2022-11-10 16:46:51 | 小説

片付けは、一人でやるから良いと言ったのに、渚ちゃんが手伝うと言って、店に残った。

空も残ると言ったのだが、主役が来なくちゃと、伊達さんに押し切られて、皆と二次会に行ってしまった。

かいがいしく、汚れた皿やコップを流しに運び、洗い物を始める渚ちゃんに、マスターが、皆と一緒に行けばよかったのにと、声をかけた。

たくし上げたブラウスの袖に、洗剤の泡を飛ばしながら、「だって、マスター一人じゃ大変だから、バイト経験者だしね。」と、気にもせず作業を続ける。
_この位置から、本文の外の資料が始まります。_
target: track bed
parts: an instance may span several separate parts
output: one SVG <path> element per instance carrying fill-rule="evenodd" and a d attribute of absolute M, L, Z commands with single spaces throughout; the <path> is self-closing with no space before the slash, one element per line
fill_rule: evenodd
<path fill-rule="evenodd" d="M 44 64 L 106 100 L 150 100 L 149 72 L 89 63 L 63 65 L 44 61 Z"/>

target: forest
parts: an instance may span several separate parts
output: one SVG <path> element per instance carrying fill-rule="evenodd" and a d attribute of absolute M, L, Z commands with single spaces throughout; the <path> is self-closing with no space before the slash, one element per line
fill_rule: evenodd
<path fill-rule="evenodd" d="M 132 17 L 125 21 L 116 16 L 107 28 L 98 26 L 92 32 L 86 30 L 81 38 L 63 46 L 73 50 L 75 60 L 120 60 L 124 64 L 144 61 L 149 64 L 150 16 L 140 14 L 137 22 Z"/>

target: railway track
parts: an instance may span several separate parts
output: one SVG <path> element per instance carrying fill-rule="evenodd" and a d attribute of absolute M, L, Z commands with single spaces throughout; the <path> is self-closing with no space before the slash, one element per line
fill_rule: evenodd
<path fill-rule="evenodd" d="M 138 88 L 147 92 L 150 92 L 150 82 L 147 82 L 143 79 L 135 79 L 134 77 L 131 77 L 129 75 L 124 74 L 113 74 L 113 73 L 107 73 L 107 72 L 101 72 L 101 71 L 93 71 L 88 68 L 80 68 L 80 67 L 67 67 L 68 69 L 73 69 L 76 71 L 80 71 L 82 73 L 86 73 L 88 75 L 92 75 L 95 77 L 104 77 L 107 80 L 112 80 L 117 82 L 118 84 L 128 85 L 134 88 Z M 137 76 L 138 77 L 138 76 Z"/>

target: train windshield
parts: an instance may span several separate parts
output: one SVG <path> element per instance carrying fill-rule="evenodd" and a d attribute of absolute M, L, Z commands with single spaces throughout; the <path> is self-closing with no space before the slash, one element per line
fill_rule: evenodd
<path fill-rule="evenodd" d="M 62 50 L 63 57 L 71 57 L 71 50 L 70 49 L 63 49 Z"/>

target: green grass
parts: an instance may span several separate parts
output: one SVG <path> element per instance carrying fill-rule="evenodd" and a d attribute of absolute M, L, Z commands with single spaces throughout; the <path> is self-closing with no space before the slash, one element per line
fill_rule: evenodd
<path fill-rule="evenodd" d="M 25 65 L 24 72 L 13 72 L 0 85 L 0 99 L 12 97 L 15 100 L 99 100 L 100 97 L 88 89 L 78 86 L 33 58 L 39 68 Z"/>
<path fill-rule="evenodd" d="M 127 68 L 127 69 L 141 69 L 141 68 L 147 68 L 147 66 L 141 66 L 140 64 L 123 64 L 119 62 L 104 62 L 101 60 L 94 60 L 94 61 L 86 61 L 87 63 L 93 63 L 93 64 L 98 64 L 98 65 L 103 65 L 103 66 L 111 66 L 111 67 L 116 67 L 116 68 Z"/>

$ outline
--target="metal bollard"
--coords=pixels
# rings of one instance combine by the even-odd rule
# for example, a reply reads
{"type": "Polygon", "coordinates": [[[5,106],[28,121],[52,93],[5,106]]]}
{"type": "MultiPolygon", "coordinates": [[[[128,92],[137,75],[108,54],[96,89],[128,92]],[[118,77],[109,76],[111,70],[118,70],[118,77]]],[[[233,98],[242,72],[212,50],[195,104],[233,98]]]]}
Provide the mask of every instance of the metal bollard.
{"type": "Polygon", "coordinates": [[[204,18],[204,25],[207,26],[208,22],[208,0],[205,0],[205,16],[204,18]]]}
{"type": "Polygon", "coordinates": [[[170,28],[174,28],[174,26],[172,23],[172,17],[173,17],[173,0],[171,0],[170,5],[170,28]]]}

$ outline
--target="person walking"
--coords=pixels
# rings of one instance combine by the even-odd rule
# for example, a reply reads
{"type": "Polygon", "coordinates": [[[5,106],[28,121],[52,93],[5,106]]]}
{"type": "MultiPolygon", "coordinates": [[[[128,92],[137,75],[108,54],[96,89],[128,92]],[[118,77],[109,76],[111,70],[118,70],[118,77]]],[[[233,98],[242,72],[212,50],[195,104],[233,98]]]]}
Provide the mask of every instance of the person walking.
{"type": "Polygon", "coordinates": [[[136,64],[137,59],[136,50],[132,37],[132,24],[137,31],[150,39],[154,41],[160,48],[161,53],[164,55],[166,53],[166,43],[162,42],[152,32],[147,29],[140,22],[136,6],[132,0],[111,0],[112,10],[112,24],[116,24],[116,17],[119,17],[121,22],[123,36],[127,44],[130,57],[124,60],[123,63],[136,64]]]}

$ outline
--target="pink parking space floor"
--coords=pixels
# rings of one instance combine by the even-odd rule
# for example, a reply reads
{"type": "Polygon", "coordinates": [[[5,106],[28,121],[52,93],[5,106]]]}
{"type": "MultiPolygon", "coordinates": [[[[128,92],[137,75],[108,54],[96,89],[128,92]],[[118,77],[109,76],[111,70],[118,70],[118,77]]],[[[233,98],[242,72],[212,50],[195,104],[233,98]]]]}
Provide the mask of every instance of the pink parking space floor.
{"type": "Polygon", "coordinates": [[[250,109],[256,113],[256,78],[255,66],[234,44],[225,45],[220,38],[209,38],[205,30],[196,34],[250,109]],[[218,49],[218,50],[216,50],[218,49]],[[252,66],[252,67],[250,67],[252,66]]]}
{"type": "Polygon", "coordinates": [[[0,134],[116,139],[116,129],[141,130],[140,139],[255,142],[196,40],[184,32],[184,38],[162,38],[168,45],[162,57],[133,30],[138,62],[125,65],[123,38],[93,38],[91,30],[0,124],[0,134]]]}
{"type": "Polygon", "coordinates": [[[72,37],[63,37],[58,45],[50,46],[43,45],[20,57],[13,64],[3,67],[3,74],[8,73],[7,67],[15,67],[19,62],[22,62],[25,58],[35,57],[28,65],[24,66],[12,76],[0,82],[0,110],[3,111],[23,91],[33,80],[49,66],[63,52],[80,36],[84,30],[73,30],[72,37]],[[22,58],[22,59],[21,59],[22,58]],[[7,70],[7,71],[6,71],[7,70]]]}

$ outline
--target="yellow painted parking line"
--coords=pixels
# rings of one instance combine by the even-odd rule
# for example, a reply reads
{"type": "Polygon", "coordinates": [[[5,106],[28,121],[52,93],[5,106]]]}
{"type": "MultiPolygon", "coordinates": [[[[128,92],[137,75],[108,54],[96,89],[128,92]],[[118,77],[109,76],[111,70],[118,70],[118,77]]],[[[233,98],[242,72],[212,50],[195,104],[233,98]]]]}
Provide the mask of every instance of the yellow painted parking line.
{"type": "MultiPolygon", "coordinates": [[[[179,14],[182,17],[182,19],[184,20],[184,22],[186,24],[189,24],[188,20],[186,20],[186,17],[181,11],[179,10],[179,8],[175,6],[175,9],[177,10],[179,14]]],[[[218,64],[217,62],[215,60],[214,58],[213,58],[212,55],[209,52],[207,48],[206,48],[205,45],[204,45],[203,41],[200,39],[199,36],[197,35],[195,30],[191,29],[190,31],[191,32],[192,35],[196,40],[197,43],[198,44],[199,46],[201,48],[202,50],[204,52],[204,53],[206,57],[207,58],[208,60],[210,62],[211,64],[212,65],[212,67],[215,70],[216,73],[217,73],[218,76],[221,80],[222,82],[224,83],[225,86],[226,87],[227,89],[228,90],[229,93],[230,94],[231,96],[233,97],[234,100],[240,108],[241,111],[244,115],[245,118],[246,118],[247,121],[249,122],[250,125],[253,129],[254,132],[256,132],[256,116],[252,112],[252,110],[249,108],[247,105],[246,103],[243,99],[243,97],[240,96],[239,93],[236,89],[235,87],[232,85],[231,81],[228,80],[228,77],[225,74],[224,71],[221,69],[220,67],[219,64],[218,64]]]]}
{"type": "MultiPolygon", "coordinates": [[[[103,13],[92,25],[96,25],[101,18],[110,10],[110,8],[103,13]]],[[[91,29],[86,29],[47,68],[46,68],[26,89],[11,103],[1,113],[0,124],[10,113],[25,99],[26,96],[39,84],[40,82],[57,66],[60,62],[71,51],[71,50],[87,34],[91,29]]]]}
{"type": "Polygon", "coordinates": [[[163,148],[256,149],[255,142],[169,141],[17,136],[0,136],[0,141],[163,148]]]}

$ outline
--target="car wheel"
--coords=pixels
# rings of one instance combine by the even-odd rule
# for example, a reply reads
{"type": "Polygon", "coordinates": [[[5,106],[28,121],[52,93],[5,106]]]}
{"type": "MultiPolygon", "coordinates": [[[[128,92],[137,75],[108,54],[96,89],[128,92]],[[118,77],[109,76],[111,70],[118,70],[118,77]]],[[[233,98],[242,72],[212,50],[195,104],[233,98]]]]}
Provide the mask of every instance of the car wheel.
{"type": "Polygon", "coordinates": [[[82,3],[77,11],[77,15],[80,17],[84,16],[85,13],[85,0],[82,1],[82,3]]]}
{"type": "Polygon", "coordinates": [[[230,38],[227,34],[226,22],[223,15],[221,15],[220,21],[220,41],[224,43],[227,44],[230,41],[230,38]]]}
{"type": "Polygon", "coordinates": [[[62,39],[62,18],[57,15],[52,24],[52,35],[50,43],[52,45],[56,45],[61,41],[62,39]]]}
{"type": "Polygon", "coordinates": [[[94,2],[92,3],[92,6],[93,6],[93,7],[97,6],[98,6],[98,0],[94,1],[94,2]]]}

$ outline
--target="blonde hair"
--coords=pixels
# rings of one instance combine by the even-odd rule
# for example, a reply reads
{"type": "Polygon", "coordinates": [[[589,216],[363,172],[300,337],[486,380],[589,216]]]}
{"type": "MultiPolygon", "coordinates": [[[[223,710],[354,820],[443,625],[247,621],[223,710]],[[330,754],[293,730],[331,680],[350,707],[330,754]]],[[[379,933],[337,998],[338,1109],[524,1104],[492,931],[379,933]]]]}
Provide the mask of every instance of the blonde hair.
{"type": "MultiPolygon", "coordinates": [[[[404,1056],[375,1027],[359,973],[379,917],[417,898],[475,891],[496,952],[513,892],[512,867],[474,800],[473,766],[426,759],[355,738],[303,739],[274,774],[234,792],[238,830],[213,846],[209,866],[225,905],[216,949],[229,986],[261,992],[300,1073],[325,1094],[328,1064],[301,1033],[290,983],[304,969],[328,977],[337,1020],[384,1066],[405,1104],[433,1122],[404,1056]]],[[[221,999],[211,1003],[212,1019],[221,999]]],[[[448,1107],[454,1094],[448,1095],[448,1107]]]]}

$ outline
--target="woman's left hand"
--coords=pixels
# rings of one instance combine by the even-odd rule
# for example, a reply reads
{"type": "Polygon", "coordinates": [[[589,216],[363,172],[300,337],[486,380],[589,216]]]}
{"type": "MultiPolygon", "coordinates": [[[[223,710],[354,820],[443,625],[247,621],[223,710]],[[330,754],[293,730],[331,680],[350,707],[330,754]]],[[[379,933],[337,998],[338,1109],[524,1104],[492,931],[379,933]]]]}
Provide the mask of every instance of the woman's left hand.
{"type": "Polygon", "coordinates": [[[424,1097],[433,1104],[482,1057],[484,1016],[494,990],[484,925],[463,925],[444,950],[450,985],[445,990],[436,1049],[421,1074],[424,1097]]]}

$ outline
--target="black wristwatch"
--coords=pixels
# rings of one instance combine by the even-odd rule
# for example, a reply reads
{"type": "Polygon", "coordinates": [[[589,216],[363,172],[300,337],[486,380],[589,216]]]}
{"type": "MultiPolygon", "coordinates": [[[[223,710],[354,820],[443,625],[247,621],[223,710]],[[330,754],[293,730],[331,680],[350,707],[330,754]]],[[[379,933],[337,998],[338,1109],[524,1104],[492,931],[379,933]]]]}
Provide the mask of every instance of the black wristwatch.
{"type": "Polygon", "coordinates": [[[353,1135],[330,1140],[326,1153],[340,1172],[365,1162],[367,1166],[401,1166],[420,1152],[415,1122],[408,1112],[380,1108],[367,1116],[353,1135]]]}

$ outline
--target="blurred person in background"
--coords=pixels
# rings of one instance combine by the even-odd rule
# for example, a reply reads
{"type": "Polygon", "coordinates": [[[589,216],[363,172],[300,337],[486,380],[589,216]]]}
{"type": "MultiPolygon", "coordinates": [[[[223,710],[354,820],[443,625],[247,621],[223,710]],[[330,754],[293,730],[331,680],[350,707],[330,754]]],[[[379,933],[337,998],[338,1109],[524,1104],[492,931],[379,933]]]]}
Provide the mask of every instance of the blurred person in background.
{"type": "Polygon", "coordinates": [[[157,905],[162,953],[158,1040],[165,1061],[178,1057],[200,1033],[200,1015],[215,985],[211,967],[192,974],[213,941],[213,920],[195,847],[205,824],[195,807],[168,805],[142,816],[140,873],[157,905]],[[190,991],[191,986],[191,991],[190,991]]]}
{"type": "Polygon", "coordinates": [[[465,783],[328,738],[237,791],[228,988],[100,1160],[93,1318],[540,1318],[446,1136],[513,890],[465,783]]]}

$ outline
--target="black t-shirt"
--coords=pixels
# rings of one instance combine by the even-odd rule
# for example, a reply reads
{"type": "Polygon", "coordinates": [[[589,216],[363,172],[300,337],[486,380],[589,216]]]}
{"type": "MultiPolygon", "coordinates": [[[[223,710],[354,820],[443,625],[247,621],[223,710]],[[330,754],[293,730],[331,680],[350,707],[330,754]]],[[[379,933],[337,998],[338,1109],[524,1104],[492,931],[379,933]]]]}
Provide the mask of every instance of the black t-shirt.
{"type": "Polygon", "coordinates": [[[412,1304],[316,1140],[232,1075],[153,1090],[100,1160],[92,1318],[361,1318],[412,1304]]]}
粗方、片付け終わった所に、久実さんと星がやってきた。

久実さんが、何かあったの?と、マスターに尋ねた。

空たちが、帰った所だとマスターが答えた。

アルハンブラに買い物に寄った星を無理やり誘ってきたと久実さんが、笑いながら説明した。

厨房から、渚ちゃんが顔を出して二人に挨拶した。

「コーヒーになさいますか?」と、気取った渚ちゃんの口ぶりに、久実さんが、又、バイト始めたの?と、茶化した。☕

星が、ポツンと、入れ違いだったんだと、呟いた。

マスターが、二次会の店、聞いてるから、行ってみたらと二人に、勧めたけど、久実さんも星も、マスターの店の方が、落ち着くと言って、腰を上げようと、しなかった。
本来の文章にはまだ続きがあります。